Involvement of reactive oxygen species in the preservation injury to cultured liver endothelial cells.

We have previously demonstrated an energy-dependent injury to cultured liver endothelial cells during cold incubation in University of Wisconsin (UW) solution. In the present study, we report experimental evidence for the involvement of reactive oxygen species in this injury: LDH release during 48 h of cold incubation in UW solution was decreased from 40-55% under aerobic conditions to less than 20% under hypoxic conditions or by the presence of KCN (1 mM).

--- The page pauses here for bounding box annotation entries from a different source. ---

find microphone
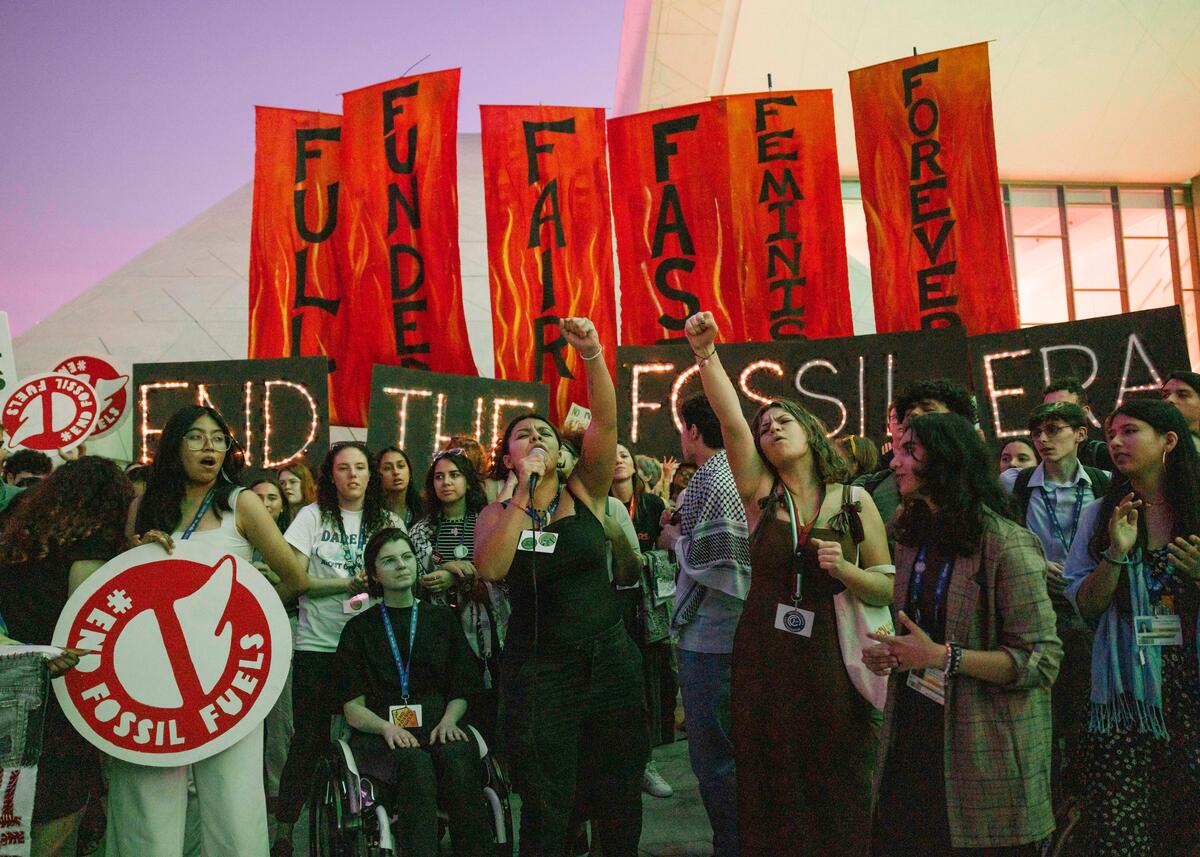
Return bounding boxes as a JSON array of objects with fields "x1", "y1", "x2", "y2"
[{"x1": 529, "y1": 447, "x2": 550, "y2": 489}]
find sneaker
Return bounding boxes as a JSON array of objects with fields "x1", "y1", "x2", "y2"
[{"x1": 642, "y1": 762, "x2": 674, "y2": 797}]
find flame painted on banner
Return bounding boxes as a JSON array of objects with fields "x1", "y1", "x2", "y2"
[
  {"x1": 480, "y1": 106, "x2": 617, "y2": 422},
  {"x1": 850, "y1": 43, "x2": 1018, "y2": 334},
  {"x1": 608, "y1": 101, "x2": 746, "y2": 346}
]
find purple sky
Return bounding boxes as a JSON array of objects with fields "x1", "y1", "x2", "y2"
[{"x1": 0, "y1": 0, "x2": 624, "y2": 334}]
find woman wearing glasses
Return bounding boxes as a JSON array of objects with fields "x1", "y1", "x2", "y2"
[
  {"x1": 271, "y1": 442, "x2": 404, "y2": 855},
  {"x1": 413, "y1": 447, "x2": 509, "y2": 741},
  {"x1": 108, "y1": 406, "x2": 308, "y2": 855}
]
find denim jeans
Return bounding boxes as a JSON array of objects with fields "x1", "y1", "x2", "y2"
[
  {"x1": 677, "y1": 649, "x2": 738, "y2": 857},
  {"x1": 0, "y1": 654, "x2": 50, "y2": 768}
]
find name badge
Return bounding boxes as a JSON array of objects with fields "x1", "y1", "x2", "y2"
[
  {"x1": 517, "y1": 529, "x2": 558, "y2": 553},
  {"x1": 388, "y1": 706, "x2": 421, "y2": 729},
  {"x1": 775, "y1": 604, "x2": 816, "y2": 637},
  {"x1": 908, "y1": 666, "x2": 946, "y2": 706},
  {"x1": 1133, "y1": 613, "x2": 1183, "y2": 646}
]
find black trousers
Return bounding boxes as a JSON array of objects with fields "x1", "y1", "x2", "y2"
[
  {"x1": 499, "y1": 625, "x2": 650, "y2": 857},
  {"x1": 350, "y1": 732, "x2": 496, "y2": 857},
  {"x1": 275, "y1": 652, "x2": 342, "y2": 825}
]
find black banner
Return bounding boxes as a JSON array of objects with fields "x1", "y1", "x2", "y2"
[
  {"x1": 133, "y1": 356, "x2": 329, "y2": 471},
  {"x1": 367, "y1": 364, "x2": 550, "y2": 479}
]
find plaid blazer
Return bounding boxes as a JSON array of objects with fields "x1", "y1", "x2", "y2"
[{"x1": 875, "y1": 510, "x2": 1062, "y2": 849}]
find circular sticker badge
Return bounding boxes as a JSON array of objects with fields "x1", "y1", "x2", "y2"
[
  {"x1": 53, "y1": 540, "x2": 292, "y2": 767},
  {"x1": 0, "y1": 372, "x2": 98, "y2": 453},
  {"x1": 54, "y1": 354, "x2": 130, "y2": 438}
]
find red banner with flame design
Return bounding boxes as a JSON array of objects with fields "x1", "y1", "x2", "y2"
[
  {"x1": 721, "y1": 89, "x2": 854, "y2": 342},
  {"x1": 248, "y1": 107, "x2": 342, "y2": 422},
  {"x1": 334, "y1": 68, "x2": 476, "y2": 426},
  {"x1": 480, "y1": 106, "x2": 617, "y2": 422},
  {"x1": 850, "y1": 43, "x2": 1018, "y2": 334},
  {"x1": 608, "y1": 101, "x2": 746, "y2": 346}
]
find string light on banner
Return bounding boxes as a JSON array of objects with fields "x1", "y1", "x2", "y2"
[
  {"x1": 383, "y1": 386, "x2": 433, "y2": 449},
  {"x1": 983, "y1": 348, "x2": 1032, "y2": 438},
  {"x1": 629, "y1": 362, "x2": 674, "y2": 444},
  {"x1": 261, "y1": 380, "x2": 320, "y2": 469},
  {"x1": 738, "y1": 360, "x2": 784, "y2": 404},
  {"x1": 138, "y1": 380, "x2": 190, "y2": 465}
]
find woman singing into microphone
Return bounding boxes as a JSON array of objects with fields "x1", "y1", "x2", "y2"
[{"x1": 474, "y1": 318, "x2": 649, "y2": 857}]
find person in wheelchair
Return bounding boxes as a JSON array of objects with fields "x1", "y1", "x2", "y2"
[{"x1": 335, "y1": 528, "x2": 494, "y2": 857}]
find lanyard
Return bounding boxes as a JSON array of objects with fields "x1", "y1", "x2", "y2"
[
  {"x1": 784, "y1": 485, "x2": 824, "y2": 607},
  {"x1": 379, "y1": 598, "x2": 420, "y2": 706},
  {"x1": 908, "y1": 547, "x2": 954, "y2": 631},
  {"x1": 1042, "y1": 481, "x2": 1084, "y2": 553},
  {"x1": 179, "y1": 489, "x2": 217, "y2": 539}
]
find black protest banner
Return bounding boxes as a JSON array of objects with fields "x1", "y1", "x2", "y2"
[
  {"x1": 617, "y1": 328, "x2": 970, "y2": 456},
  {"x1": 367, "y1": 364, "x2": 550, "y2": 479},
  {"x1": 133, "y1": 356, "x2": 329, "y2": 471},
  {"x1": 967, "y1": 306, "x2": 1192, "y2": 438}
]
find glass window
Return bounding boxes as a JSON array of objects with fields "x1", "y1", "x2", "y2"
[{"x1": 1014, "y1": 238, "x2": 1068, "y2": 324}]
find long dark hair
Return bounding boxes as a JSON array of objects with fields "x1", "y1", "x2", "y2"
[
  {"x1": 379, "y1": 447, "x2": 425, "y2": 521},
  {"x1": 425, "y1": 451, "x2": 487, "y2": 525},
  {"x1": 1087, "y1": 398, "x2": 1200, "y2": 559},
  {"x1": 892, "y1": 413, "x2": 1014, "y2": 557},
  {"x1": 317, "y1": 441, "x2": 388, "y2": 532},
  {"x1": 0, "y1": 455, "x2": 133, "y2": 565},
  {"x1": 133, "y1": 404, "x2": 244, "y2": 534}
]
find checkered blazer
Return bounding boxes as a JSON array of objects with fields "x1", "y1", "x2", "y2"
[{"x1": 876, "y1": 511, "x2": 1062, "y2": 849}]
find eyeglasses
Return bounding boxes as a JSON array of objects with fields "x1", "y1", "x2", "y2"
[{"x1": 184, "y1": 431, "x2": 233, "y2": 453}]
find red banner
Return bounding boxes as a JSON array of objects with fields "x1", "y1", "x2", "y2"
[
  {"x1": 248, "y1": 107, "x2": 342, "y2": 422},
  {"x1": 850, "y1": 43, "x2": 1018, "y2": 334},
  {"x1": 480, "y1": 107, "x2": 617, "y2": 422},
  {"x1": 608, "y1": 101, "x2": 746, "y2": 346},
  {"x1": 721, "y1": 89, "x2": 854, "y2": 341},
  {"x1": 335, "y1": 68, "x2": 476, "y2": 426}
]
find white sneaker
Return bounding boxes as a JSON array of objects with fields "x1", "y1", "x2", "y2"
[{"x1": 642, "y1": 762, "x2": 674, "y2": 797}]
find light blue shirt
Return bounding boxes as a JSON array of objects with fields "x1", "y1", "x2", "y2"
[{"x1": 1000, "y1": 463, "x2": 1096, "y2": 564}]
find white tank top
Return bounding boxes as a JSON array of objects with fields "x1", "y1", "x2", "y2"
[{"x1": 170, "y1": 489, "x2": 254, "y2": 562}]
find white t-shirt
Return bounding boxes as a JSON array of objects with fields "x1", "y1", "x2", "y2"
[{"x1": 283, "y1": 503, "x2": 407, "y2": 652}]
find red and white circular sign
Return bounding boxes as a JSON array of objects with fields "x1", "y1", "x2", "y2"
[
  {"x1": 54, "y1": 540, "x2": 292, "y2": 767},
  {"x1": 54, "y1": 354, "x2": 130, "y2": 438},
  {"x1": 0, "y1": 372, "x2": 98, "y2": 451}
]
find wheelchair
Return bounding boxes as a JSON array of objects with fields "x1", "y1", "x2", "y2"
[{"x1": 308, "y1": 721, "x2": 514, "y2": 857}]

Similar protection was achieved by the addition of the spin trap 5,5-dimethyl-1-pyrroline N-oxide, the hydroxyl radical scavenger dimethyl sulfoxide, or the flavonoid silibinin to UW solution under aerobic conditions. Preincubating the cells with the iron chelator deferoxamine even decreased the injury to less than 5%. The residual injury (as observed after longer incubation times) under hypoxic conditions or in cells preincubated with deferoxamine was no longer energy dependent. The amount of thiobarbituric acid-reactive substances markedly increased during cold incubation of the cells in UW solution. This increase was not observed in UW solution to which KCN had been added, i.e., under the conditions of energy depletion. These results suggest that an iron-dependent generation of reactive oxygen species with subsequent lipid peroxidation is involved in the pathogenesis of the injury to cultured liver endothelial cells in cold UW solution.